Imputation schemes were proposed for dealing with 
missing data, however, they do not generally give a satisfactory
solution in presence of transient unavailability of some of
the data sources (e.g. when a sensor stops working, or a
transport channel malfunctions), which is  a common case with
monitoring of complex systems.  

A systematic and theoretically founded approach to handling
both input and output uncertainty would thus constitute a
significant and welcome contribution to the theory and practice
of monitoring of multivariate time series.

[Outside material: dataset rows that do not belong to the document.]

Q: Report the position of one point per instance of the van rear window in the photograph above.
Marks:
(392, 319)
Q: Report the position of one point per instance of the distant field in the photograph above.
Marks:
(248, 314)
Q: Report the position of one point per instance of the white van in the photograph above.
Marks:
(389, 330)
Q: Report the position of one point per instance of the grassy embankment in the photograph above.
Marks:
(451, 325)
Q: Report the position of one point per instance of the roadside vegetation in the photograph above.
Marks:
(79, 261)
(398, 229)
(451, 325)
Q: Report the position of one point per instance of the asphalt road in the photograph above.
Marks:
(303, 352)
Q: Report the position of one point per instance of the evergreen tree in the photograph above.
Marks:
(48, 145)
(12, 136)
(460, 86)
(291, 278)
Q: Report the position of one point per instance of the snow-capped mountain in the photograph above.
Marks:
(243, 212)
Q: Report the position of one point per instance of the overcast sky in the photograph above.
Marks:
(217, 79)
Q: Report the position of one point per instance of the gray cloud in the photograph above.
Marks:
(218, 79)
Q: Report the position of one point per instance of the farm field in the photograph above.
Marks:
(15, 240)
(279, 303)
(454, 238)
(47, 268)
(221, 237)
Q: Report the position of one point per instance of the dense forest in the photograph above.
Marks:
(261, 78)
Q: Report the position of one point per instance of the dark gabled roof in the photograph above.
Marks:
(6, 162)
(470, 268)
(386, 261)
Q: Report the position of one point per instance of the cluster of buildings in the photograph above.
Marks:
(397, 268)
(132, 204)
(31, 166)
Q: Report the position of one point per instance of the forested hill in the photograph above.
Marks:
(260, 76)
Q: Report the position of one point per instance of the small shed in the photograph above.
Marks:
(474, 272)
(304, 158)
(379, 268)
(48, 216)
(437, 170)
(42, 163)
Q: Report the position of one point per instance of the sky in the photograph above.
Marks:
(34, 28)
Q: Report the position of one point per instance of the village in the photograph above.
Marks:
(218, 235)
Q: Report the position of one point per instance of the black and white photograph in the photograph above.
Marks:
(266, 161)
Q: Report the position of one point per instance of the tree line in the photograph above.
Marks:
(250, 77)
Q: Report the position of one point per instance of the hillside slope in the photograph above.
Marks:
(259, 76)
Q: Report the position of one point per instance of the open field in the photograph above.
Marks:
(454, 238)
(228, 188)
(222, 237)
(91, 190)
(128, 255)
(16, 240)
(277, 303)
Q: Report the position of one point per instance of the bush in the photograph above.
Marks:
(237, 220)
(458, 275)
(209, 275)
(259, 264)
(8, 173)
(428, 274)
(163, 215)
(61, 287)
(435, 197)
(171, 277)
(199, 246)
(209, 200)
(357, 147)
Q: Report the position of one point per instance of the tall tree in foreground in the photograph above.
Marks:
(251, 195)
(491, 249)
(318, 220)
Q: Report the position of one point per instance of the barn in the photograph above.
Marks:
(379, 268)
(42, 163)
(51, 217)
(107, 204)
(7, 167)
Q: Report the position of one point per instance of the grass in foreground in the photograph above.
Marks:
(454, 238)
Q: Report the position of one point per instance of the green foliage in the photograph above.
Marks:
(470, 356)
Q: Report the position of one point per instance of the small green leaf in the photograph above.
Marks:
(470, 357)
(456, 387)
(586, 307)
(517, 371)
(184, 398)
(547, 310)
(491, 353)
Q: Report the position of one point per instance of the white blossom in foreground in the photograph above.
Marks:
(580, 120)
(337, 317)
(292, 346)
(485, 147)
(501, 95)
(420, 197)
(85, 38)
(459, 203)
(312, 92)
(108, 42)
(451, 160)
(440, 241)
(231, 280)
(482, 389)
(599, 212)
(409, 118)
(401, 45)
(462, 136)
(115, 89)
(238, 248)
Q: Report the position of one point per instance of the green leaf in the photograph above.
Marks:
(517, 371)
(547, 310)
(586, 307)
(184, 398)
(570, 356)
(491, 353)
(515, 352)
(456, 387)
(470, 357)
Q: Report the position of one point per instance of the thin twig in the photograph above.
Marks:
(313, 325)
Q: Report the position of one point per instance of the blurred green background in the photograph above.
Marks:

It would also be
highly desirable for such approach to facilitate efficient
offline (learning) and online (inference) computations. In this
ongoing research, we propose a deep learning architecture which
uses a simple but powerful extension of traditional recurrent
neural network (RNN) architecture which allows both 
\begin{itemize} 
\item to handle missing inputs
in some or all of the components in a multivariate time series,
\item and to accomplish multi-step probabilistic forecasting
\end{itemize}
in high-dimensional time series, paving a path to better
decision making and finer and more robust anomaly detection and
characterization.  We evaluate the architecture on a real-world
data set of multivariate time series collected from a 
network for cloud computing, and empirically demonstrate
advantage of the proposed architecture over commonly used
approaches.

\section{Problem: Multivariate Time Series Forecasting}

The core problem we address is forecasting in a multivariate
time series. Formally, a \textit{time series} is a matrix $X$
of shape $T\times N$, where $T$ is the number of time steps and
$N$ is the number of dimensions. The time steps are assumed to
be equispaced.  A $k$-step probabilistic \textit{forecast}
$\mathcal{F}_{tk}$ at time $t$ is the belief distribution of
time series $X_{t+1:t+k}$ for time steps $t+1 ... t+k$ given the
observed time series $X_{1:t}$ for time steps $1...t$.  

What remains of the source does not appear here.